In an effective organization, assignments and projects are monitored continually. Monitoring well means consistently measuring performance and providing ongoing feedback to employees and work groups on their progress toward reaching their goals.
Regulatory requirements for monitoring performance include conducting progress reviews with employees where their performance is compared against their elements and standards. Ongoing monitoring provides the opportunity to check how well employees are meeting predetermined standards and to make changes to unrealistic or problematic standards. And by monitoring continually, unacceptable performance can be identified at any time during the appraisal period and assistance provided to address such performance rather than wait until the end of the period when summary rating levels are assigned.

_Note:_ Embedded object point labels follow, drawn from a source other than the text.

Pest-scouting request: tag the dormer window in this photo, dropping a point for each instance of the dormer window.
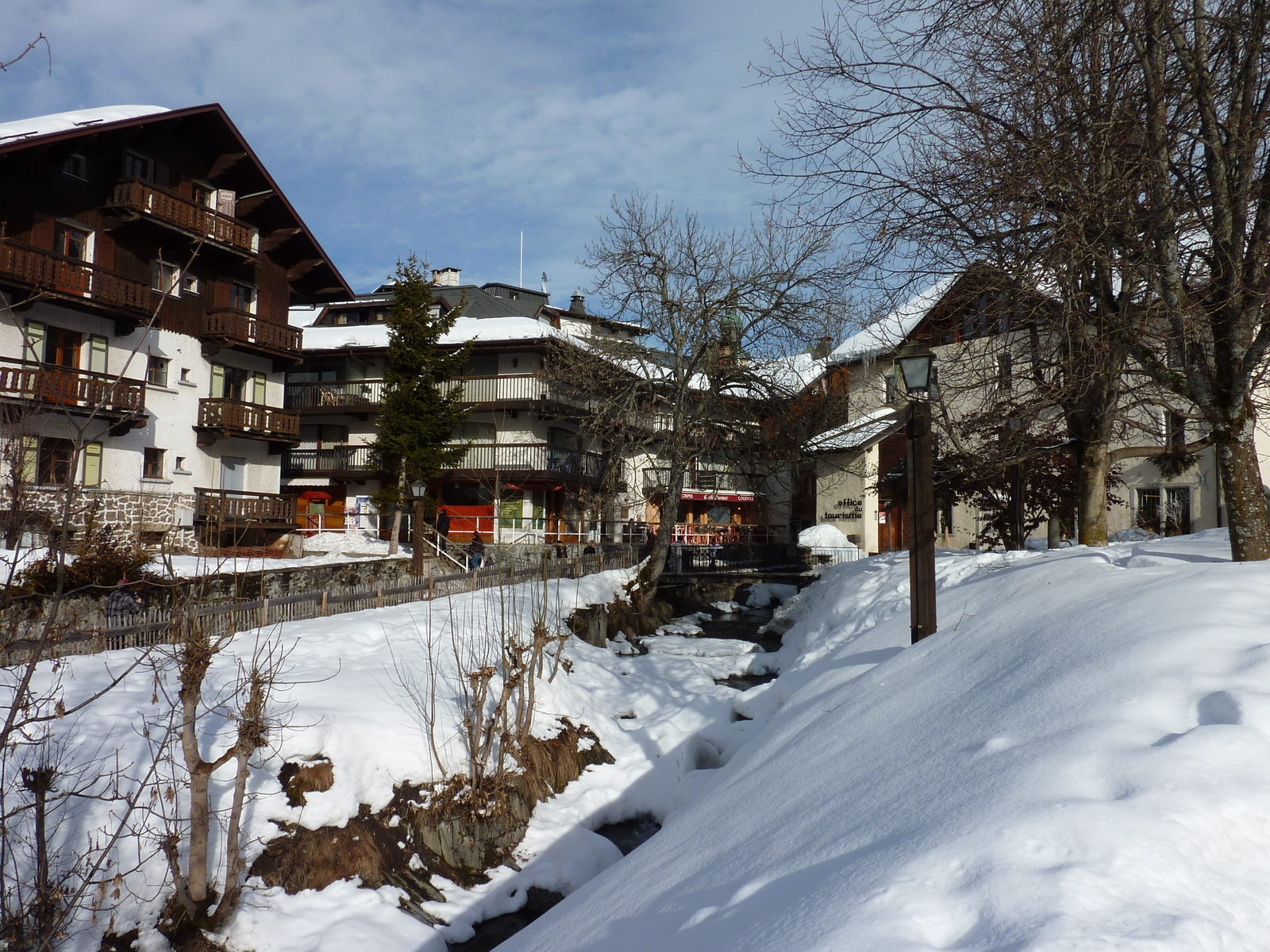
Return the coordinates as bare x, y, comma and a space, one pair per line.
75, 167
137, 167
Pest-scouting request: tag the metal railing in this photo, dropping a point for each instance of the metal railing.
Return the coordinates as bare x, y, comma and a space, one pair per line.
334, 395
69, 276
531, 457
70, 387
329, 460
516, 387
253, 419
146, 198
249, 329
235, 508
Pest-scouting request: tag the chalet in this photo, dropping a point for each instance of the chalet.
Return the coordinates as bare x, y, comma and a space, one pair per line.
148, 262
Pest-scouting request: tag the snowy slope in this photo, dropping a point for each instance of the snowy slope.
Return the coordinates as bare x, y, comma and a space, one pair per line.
1077, 761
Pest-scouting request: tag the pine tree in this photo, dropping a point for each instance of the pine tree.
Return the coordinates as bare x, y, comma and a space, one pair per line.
417, 419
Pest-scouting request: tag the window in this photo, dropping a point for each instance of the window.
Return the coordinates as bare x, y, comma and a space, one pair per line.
156, 371
152, 466
75, 165
73, 241
98, 353
241, 298
137, 167
167, 278
1005, 374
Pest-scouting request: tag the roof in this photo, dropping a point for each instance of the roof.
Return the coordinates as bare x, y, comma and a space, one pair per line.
888, 333
73, 121
860, 433
321, 281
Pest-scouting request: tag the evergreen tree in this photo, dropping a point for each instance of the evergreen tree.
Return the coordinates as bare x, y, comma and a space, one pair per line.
417, 419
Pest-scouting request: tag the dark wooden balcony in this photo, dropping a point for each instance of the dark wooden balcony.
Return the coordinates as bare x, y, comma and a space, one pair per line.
182, 215
525, 461
338, 463
69, 389
239, 330
234, 509
336, 397
71, 279
234, 418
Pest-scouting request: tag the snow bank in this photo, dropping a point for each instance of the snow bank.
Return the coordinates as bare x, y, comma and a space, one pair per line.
1079, 759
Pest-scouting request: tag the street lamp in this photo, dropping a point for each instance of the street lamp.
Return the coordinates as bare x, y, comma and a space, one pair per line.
914, 362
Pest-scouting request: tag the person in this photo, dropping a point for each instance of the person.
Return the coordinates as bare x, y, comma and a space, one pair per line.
442, 527
124, 603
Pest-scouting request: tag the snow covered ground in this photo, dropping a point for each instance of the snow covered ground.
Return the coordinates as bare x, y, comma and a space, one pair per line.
1077, 761
1080, 759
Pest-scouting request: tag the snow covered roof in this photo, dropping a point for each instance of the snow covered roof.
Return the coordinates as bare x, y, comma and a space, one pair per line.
889, 333
467, 330
74, 120
860, 433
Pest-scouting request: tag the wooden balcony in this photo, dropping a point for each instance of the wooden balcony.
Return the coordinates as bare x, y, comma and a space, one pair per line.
234, 418
73, 279
239, 330
188, 217
82, 393
336, 397
234, 509
340, 463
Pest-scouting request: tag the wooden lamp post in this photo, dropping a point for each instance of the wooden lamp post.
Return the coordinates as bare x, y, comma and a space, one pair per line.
914, 362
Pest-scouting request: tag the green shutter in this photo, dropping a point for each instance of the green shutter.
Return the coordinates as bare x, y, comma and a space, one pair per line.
97, 355
93, 465
29, 461
33, 343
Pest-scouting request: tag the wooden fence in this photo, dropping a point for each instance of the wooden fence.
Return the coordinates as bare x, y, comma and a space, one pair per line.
154, 626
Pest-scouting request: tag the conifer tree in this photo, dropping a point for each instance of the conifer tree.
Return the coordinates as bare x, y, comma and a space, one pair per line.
417, 419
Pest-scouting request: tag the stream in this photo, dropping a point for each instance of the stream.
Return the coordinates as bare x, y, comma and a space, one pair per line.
630, 835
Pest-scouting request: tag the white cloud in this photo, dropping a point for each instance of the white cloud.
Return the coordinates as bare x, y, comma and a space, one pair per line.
440, 127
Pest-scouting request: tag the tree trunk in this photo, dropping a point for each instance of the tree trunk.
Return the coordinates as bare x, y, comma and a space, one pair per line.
1245, 501
645, 592
1091, 494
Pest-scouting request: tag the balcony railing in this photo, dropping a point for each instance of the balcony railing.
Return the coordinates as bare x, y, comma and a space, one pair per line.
225, 507
70, 387
336, 395
516, 387
67, 276
330, 460
243, 328
188, 216
533, 457
248, 419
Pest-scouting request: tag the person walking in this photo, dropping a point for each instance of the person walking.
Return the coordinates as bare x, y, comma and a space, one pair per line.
442, 527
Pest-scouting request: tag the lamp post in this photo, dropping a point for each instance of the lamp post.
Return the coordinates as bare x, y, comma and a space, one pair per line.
418, 490
914, 362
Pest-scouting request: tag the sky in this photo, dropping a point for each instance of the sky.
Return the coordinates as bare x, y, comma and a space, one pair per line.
438, 127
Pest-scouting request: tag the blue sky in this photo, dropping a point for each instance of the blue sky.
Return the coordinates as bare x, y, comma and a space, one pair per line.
438, 127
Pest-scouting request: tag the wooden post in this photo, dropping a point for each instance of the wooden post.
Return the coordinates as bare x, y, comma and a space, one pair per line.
921, 507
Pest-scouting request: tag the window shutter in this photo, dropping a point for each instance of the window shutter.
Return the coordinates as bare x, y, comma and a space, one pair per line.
33, 343
93, 465
29, 461
98, 355
42, 230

In an effective organization, employee developmental needs are evaluated and addressed. Developing in this instance means increasing the capacity to perform through training, giving assignments that introduce new skills or higher levels of responsibility, improving work processes, or other methods. Providing employees with training and developmental opportunities encourages good performance, strengthens job-related skills and competencies, and helps employees keep up with changes in the workplace, such as the introduction of new technology.
Carrying out the processes of performance management provides an excellent opportunity to identify developmental needs. During planning and monitoring of work, deficiencies in performance become evident and can be addressed. Areas for improving good performance also stand out, and action can be taken to help successful employees improve even further.
From time to time, organizations find it useful to summarize employee performance. This can be helpful for looking at and comparing performance over time or among various employees. Organizations need to know who their best performers are.
Within the context of formal performance appraisal requirements, rating means evaluating employee or group performance against the elements and standards in an employee's performance plan and assigning a summary rating of record. The rating of record is assigned according to procedures included in the organization's appraisal program. It is based on work performed during an entire appraisal period. The rating of record has a bearing on various other personnel actions, such as granting within-grade pay increases and determining additional retention service credit in a reduction in force.
In an effective organization, rewards are used well. Rewarding means recognizing employees, individually and as members of groups, for their performance and acknowledging their contributions to the agency's mission.
A basic principle of effective management is that all behavior is controlled by its consequences. Those consequences can and should be both formal and informal and both positive and negative.
Good performance is recognized without waiting for nominations for formal awards to be solicited. Recognition is an ongoing, natural part of day-to-day experience. A lot of the actions that reward good performance — like saying "Thank you" — don't require a specific regulatory authority. Nonetheless, awards regulations provide a broad range of forms that more formal rewards can take, such as cash, time off, and many nonmonetary items. The regulations also cover a variety of contributions that can be rewarded, from suggestions to group accomplishments.